Whether this is good or bad I can argue both ways, but when Kuya was approached with the offer, he also had thugs looking for our house to discuss selling the land to them. Welcome to the Philippines.
When I moved here 20 years ago, the farmers used our thresher, but still planted and harvested by hand. Now we rent a thresher/harvester to do the work, although we still solar dry the rice. We also have pretty well transitioned from waterbuffalo to handplows (sort of a large rototiller) to prepare the fields. The next step: machinery to plant the seedlings.

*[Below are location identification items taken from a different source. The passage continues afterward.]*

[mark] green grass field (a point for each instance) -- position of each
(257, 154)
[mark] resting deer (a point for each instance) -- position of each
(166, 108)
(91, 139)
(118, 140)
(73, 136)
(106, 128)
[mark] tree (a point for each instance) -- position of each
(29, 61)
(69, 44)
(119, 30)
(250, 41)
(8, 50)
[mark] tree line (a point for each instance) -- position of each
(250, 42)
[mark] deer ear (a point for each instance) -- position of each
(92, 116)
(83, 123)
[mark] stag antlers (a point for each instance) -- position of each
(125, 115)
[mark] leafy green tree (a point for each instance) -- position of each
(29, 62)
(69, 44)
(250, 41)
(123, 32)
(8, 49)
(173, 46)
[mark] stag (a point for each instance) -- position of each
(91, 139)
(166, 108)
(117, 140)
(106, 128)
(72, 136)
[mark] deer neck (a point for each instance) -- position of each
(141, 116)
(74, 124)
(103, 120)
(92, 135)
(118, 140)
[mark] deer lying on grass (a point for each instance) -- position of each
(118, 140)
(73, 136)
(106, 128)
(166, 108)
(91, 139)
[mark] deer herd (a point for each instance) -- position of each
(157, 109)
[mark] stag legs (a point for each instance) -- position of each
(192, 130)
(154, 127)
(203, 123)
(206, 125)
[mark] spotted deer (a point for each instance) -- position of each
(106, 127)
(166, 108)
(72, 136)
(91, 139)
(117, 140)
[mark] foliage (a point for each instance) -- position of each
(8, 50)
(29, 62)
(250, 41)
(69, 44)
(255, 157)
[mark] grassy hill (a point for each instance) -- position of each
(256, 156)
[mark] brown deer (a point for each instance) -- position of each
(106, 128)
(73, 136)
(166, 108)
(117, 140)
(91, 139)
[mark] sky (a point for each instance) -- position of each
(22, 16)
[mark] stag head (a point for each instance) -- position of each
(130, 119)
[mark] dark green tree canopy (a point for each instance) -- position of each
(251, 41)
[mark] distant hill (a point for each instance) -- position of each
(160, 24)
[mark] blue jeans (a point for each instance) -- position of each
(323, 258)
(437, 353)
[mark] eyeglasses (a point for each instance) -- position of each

We have two crops a year: The main season, you plant seedlings carefully spaced, but we just sow seeds by hand for the second crop, which requires a lot of money for irrigation since it is dry season.
With decent irrigation and enough fertilizer, we could get three crops a year by planting only seedling, but right now there is not enough water or profit to make that feasible.
Using the dry/wet way of growing rice (rather than constant flooding) has decreased water use (and cut methane emissions, although increasing Nitrousoxide emissions).
But all it takes is a drought or a typhoon and voila the crop is lost. Sigh.
Right now, it is the start of the monsoon, meaning thunderstorms/rain every afternoon evening, and soon the planting will start.
But I am retired, so I just sit and watch everyone else do the hard work.